Hagen (ots) - Mehr als 500 Kilometer Stau im morgendlichen Berufsverkehr haben zu Wochenbeginn das dringlichste Thema der Landespolitik Millionen von Pendlern schmerzhaft in Erinnerung gerufen: Nirgendwo in Deutschland geht auf den Straßen so wenig wie in NRW. Gewiss hat das mit Bevölkerungsdichte, europäischer Mittellage und Baustellenzahl zu tun. Aber eben auch mit der lange fehlenden Bereitschaft, im Kampf gegen das Verkehrschaos alle Register zu ziehen.

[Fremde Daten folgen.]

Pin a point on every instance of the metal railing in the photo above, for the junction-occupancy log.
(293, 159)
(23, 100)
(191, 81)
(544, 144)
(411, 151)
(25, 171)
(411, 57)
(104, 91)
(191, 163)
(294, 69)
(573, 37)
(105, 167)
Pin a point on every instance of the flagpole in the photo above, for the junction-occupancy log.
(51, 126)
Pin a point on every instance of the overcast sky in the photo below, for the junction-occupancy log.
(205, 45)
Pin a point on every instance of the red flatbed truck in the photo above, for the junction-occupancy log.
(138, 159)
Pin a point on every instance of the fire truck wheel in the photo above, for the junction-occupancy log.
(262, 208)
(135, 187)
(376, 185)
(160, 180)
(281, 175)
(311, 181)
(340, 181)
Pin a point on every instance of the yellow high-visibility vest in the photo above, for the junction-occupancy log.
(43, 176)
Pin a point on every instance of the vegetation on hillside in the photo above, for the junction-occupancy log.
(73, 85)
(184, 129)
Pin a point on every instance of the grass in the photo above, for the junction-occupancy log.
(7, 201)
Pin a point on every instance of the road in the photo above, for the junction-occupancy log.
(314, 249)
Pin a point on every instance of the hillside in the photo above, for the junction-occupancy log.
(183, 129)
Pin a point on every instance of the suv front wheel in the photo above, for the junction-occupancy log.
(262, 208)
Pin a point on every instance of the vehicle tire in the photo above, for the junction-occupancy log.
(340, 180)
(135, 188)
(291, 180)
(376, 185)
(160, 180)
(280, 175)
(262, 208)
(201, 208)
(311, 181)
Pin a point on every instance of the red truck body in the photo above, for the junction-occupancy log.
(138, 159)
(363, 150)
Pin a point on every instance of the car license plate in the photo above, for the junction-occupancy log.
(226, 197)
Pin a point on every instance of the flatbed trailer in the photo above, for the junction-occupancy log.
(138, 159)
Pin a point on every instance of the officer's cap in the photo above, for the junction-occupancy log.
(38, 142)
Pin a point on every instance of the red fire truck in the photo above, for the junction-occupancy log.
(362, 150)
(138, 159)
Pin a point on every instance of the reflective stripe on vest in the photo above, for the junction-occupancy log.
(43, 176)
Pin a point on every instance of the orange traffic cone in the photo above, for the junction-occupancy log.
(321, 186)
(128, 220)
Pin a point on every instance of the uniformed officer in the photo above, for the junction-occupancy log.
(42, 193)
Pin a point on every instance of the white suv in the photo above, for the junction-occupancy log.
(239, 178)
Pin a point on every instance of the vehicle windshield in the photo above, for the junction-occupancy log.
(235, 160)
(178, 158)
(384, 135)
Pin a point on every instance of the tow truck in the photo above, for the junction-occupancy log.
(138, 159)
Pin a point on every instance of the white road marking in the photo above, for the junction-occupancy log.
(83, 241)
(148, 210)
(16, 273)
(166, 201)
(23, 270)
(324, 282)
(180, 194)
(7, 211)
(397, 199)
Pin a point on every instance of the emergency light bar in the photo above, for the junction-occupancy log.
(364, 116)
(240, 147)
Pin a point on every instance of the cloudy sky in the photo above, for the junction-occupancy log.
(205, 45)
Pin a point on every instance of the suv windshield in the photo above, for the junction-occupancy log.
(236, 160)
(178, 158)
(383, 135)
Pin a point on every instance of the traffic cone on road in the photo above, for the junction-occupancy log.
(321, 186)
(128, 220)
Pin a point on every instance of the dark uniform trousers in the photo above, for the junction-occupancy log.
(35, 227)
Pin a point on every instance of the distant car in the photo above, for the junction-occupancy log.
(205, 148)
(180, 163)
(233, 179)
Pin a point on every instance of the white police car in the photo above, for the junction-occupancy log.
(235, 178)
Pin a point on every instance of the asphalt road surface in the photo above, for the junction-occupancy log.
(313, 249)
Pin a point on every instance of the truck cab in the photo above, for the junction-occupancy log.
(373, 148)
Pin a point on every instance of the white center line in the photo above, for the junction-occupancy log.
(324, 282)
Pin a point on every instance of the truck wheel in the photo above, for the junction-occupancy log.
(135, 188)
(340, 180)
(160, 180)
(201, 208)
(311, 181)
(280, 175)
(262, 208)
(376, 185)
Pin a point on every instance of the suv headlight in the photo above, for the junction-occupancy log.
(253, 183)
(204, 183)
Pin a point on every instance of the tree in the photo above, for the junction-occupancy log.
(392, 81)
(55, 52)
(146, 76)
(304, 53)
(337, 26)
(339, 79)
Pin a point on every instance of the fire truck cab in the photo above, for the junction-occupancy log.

Die Ankündigung von Verkehrsminister Wüst, weitere Autobahn-Standstreifen zu Spitzenzeiten zu öffnen, ist eine Maßnahme von begrenzter Wirkung - die jedoch zum Symbol taugt. Was seit langem diskutiert wird, muss endlich auf mehr als landesweit drei Autobahn-Abschnitten umgesetzt werden. Querdenken ist nach Jahren des rot-grünen Planungsstillstands nicht nur wieder erlaubt, sondern dringend erforderlich. Wüst wird schon 2018 mit der Einstellung von neuen Ingenieuren im Landesdienst nachlegen müssen, damit NRW endlich wieder Planfeststellungsbeschlüsse für neue Straßen vorlegen und Bundesgeld auch endlich verbauen kann.

Darüber hinaus gehört der Instanzenweg für klagende Initiativen und Anwohner viel häufiger verkürzt. Kluge Modelle wie der rekordverdächtig schnelle Bau von "Lego-Brücken" der Niederländer sollte man nicht länger nur bestaunen, sondern beherzt abgucken. Und Ministerpräsident Laschet muss bei den Koalitionsverhandlungen in Berlin aufpassen, dass die Bundesmilliarden für den NRW-Straßenbau nicht im jamaikanischen Geben und Nehmen plötzlich wegverhandelt werden.